One for the Madoff Meter… While we’re on the subject of things financial—a settlement was recently reached between a group of investors and HSBC Holdings PLC, with Europe’s largest bank agreeing to pay $62.5 million to the investors, who allegedly lost money in association with a Madoff securities fraud.
It seems that the investors had placed funds with Ireland-based Thema International Fund Plc, the assets of which were held with Bernard L. Madoff LLC, according to a statement by HSBC. Bloomberg reports “Thema Fund, a so-called Madoff feeder fund, was controlled by Bank Medici AG. Bank Medici with its founder Sonja Kohn is part of a $59 billion suit by the trustee liquidating Madoff’s firm.” This has to be one of the worst trustee jobs in history, I would think.
Reportedly, Thema was one of several funds placed in the custodianship of HSBC units, which subsequently funnelled monies to Madoff.
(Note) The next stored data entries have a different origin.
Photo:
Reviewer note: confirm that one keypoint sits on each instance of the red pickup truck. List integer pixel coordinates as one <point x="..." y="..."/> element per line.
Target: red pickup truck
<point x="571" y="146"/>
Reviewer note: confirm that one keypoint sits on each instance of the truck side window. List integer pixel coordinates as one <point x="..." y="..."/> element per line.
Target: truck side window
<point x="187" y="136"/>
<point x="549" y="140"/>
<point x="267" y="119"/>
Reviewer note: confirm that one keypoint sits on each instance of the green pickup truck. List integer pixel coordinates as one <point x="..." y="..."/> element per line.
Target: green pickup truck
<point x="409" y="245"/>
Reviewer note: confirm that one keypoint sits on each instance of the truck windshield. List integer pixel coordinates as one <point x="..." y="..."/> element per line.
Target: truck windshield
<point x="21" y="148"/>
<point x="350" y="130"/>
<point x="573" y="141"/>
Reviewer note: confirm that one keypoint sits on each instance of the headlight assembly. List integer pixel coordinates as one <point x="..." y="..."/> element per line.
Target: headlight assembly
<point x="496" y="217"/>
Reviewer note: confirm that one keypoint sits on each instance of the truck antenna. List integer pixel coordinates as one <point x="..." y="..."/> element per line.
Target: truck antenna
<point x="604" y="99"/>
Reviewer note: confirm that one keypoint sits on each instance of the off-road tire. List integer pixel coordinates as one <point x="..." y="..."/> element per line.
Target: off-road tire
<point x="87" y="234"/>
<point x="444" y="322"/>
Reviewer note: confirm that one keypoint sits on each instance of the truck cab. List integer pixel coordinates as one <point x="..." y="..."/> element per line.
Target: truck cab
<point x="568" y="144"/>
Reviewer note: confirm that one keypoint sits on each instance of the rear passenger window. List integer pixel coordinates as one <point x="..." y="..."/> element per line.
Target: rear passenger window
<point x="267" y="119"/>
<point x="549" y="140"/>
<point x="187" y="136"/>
The settlement is pending court approval.
A statement issued by HSBC stated that the settlement “shall in no way be construed” as an admission of fault. HSBC still faces other Madoff-related lawsuits in other countries including Germany, and Luxembourg. It’s the never ending story.
And it’s a victory for the Ladies. A federal judge in Washington has approved a $32 million settlement of a class action brought against Wells Fargo Advisors by a group of women who alleged gender discrimination.
Reportedly, some 3000 female financial advisors make up the class. The suit was filed in 2009 by three female financial advisors who worked at Wachovia Securities. According to a report in the Wall Street Journal the women claimed that compared with their male counterparts, female advisors were provided fewer business opportunities by the company. The women also claimed that female advisors were at a disadvantage in other ways, specifically with respect to career advancement, work assignments and distribution of accounts.
The class covers all women who were employed as financial advisors by Wachovia or Wells Fargo at any time between March 17, 2003, and January 25, 2011, which is the date a preliminary approval was reached. The class also covers women who were employed by Wells Fargo Investments LLC and women who were employed as advisors by Prudential Securities Inc. or A.G. Edwards & Sons Inc. as of the dates those companies merged with Wachovia. I wonder who’s next?
OK. That’s it for this week. See you at the Bar.